Tourism Ireland in Poland has been promoting Ireland as a holiday destination since 2005. Starting with only two tour operators, the company is now marketing Ireland through eight of Poland’s largest tour operators including industry leaders Itaka and Opal Travel.

Due to Ireland’s reputation as an expensive holiday destination, Justyna Schramm said that the country is “not an easy destination to sell, but that it is progressing” in Poland. She added that Ireland has become quite popular with Polish anglers and that the staging of the 50th International Eucharistic Conference in Dublin’s Phoenix Park this summer will see sizeable numbers of Polish pilgrims travel to Ireland for the event.

Dancin’ and chattin’

A host of cultural events to mark Saint Patrick’s Day have been arranged in seven Polish cities with the support of the Irish Embassy in Poland, and Poznan based Fundacja Kultury Irlandzkiej, an institute dedicated to promoting Irish culture in Poland.

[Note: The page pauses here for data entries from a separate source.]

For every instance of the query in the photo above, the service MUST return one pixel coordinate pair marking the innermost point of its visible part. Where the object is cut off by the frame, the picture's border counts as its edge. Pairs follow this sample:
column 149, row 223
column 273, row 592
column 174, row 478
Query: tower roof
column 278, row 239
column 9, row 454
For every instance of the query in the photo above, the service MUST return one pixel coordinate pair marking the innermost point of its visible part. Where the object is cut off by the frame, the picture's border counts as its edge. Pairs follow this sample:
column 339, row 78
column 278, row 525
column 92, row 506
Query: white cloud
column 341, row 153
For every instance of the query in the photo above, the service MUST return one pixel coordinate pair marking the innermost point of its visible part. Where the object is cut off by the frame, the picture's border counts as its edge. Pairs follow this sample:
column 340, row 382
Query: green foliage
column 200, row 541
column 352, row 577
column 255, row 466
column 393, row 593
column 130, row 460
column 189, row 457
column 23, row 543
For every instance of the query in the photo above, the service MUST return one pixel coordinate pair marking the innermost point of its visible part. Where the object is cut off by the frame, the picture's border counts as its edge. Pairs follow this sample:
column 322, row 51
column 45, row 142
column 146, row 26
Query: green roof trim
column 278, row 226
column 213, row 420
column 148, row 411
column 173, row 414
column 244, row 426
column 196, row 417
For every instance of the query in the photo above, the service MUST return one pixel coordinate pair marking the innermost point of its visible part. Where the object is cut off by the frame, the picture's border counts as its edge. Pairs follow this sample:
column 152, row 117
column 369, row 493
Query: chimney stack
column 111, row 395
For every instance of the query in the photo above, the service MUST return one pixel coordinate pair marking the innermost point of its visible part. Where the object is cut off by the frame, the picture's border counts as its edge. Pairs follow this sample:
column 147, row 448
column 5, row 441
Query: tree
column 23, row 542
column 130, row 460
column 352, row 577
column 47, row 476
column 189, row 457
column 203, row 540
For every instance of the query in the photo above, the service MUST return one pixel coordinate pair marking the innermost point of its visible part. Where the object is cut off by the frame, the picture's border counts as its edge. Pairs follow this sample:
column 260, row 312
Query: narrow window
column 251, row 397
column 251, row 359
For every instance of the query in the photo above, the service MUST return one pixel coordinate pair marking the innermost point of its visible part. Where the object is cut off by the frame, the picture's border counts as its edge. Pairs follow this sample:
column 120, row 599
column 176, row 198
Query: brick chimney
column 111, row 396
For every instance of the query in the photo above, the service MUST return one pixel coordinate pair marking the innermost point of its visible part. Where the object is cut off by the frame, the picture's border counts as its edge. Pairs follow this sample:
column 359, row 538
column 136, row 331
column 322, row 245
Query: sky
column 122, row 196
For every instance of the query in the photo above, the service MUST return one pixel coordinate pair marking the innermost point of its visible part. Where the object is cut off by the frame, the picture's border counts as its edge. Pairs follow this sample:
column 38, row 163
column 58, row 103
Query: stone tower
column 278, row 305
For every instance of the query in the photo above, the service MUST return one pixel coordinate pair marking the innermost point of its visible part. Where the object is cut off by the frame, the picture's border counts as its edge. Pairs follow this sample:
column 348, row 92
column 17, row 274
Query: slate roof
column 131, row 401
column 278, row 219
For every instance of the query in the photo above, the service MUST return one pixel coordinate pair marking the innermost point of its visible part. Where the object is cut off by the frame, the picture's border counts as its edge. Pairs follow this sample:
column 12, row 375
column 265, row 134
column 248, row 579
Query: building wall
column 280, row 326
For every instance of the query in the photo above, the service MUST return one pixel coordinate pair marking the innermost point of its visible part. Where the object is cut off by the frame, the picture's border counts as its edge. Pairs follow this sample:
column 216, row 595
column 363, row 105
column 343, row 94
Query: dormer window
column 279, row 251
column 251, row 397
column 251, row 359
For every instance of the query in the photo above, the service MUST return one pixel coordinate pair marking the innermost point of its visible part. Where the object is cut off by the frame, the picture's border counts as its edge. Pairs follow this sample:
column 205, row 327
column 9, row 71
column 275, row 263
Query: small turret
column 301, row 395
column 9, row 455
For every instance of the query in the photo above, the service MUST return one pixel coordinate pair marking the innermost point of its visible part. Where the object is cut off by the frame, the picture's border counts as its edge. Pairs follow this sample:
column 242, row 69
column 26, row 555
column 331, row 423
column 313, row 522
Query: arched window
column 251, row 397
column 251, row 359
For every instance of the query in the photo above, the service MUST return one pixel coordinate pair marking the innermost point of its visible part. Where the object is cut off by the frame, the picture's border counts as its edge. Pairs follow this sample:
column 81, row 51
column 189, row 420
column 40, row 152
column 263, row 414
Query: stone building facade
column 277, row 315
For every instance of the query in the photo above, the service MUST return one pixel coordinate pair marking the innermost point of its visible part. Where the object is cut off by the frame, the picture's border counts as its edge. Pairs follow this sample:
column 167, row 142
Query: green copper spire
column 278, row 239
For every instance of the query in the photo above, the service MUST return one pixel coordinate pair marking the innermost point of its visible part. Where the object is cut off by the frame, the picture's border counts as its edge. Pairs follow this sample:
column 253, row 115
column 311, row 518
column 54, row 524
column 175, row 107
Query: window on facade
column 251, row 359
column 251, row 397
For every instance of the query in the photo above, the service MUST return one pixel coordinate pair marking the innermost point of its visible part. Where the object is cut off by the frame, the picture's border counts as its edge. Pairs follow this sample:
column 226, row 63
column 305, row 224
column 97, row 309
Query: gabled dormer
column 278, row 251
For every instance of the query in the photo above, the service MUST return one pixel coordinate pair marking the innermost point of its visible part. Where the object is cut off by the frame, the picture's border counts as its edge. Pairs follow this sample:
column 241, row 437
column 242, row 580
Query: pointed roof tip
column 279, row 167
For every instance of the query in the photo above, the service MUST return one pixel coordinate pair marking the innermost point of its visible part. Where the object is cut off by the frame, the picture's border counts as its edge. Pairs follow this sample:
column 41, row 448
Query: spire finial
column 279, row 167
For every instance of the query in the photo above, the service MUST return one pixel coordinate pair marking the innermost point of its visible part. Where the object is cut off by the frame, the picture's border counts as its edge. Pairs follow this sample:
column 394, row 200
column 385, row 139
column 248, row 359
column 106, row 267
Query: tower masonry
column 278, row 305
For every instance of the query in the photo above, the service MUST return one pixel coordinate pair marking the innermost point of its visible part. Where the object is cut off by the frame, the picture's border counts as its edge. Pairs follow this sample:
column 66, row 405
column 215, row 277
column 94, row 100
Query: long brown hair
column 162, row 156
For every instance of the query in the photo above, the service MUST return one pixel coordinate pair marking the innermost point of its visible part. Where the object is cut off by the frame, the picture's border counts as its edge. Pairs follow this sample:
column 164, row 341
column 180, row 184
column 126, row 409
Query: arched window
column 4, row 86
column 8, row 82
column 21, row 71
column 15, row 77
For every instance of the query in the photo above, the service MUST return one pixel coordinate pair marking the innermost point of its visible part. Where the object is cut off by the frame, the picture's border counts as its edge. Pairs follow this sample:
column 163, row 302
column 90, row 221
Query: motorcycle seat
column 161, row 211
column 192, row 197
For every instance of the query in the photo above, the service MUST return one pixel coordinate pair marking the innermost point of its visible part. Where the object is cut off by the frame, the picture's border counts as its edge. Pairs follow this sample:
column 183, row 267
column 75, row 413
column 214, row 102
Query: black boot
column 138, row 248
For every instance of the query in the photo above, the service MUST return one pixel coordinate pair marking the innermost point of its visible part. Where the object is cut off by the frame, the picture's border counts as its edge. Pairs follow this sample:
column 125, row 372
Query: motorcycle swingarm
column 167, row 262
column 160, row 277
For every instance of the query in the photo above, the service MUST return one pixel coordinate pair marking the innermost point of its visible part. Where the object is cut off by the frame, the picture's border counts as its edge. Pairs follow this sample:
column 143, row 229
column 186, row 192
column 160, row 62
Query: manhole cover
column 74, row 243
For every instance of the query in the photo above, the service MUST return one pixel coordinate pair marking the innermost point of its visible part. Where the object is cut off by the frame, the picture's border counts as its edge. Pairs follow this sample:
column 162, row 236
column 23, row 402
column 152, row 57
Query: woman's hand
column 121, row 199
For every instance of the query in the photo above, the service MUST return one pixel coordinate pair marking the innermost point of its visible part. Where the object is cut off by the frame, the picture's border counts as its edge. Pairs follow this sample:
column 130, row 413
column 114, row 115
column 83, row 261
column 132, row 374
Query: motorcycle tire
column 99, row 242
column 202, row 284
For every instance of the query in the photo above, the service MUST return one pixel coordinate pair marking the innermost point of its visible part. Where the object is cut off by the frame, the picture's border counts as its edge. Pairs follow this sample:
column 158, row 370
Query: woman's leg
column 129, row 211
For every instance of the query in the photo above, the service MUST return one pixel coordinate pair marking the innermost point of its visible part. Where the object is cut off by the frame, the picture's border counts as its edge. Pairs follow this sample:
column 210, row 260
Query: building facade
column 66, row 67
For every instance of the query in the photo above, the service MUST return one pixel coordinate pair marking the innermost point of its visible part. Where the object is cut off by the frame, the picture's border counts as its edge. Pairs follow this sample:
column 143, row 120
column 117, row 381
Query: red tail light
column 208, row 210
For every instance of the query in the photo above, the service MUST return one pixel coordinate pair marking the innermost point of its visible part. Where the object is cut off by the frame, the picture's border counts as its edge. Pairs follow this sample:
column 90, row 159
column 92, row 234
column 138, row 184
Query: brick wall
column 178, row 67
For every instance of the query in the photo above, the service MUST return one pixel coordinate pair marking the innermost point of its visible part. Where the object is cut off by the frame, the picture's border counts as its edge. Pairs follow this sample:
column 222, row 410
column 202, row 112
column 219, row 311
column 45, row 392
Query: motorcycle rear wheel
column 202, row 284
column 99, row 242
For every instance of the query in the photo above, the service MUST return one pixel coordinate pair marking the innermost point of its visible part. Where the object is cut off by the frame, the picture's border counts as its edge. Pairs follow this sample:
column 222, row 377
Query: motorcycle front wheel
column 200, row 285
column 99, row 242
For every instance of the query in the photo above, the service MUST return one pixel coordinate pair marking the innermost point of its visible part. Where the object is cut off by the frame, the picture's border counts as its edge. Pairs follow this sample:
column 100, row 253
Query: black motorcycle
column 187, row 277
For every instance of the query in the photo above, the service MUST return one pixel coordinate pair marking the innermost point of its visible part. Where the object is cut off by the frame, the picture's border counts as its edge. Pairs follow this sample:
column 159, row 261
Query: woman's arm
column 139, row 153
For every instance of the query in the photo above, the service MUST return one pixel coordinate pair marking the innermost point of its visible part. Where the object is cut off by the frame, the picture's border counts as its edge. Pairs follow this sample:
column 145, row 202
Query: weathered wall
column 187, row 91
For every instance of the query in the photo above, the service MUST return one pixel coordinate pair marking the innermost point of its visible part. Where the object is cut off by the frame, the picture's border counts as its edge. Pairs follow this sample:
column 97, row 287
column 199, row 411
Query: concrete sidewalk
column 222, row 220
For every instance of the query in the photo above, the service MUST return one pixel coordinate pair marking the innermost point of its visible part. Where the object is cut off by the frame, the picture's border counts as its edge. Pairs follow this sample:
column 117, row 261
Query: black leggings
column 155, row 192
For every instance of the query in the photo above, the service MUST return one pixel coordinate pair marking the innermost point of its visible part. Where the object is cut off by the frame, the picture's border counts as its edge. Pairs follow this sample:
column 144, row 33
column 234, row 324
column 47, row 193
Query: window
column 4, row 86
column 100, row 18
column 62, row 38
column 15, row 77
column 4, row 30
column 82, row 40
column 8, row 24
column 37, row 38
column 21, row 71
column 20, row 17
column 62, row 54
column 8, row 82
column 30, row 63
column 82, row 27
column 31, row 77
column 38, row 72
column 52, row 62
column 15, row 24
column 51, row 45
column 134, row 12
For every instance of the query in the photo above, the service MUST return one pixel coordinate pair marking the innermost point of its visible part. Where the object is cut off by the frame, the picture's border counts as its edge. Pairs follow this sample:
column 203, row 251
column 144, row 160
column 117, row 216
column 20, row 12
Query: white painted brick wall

Theatre performances, concerts, lectures and screenings of Irish films are among the events being staged in Poznan, Lodz, Lublin, Kalisz and Wroclaw. In Krakow, an Irish dancing féis will hit the floorboards and on Saint Patrick’s night, Fundacja Swieta Patrykia, the Saint Patrick Foundation, will hold a charity ball in Warsaw.

… Agus cúpla focal

The allure of learning one of Europe’s oldest languages has enticed some Polish university students to study Gaeilge. Poznan’s University Adam Mickiewicz and Lublin’s John Paul II Catholic University, both offer Irish courses as part of their English and Celtic language degree syllabus.

This week, both universities held a number of special lectures on the Irish language, songs and archeology as well as Irish literature from the Middle Ages.

Patrick McCafferty, who teaches the Irish language to forty-five students at UAM, Poznan said that his students have “a nostalgic affection for minority languages”, and in particular Celtic languages. “They want to learn them, preserve them and keep the languages alive,” said McCafferty.

Cementing relations

Barack Obama will not be the only Head of State to receive a morsel of Irish sod this week. Yesterday, Irish Ambassador Eugene Hutchinson presented a crystal bowl of shamrocks to Jacek Michalowski, Head of Chancellery of the President of the Republic of Poland, in honour of the Polish community in Ireland.

“The illumination of some of Poland’s best-known buildings in green, and the many Irish cultural activities taking place in Poland around St Patrick’s Day, demonstrates the strong and friendly links between our two countries,” said Eugene Hutchinson, Irish Ambassador to Poland.

On the business front, Enterprise Ireland gave a seminar on cloud computing in the Warsaw Stock Exchange on Wednesday.

A small vanguard

According to the Irish Embassy in Warsaw, there are approximately four hundred registered Irish citizens living in Poland. However, the real number, which is prone to periods of fluctuation, could be as high as one thousand. Many Irish nationals are currently employed with Irish construction firms on a number of motorway projects, part of the Polish government’s plans to modernise its road network in time for Euro 2012.

The weather, of course, is not so easy to export. St Patrick’s Day throughout Poland is expected to be sunny and hit 20 degrees Celsius in places, which may be slightly at odds with the traditional rainy front at home.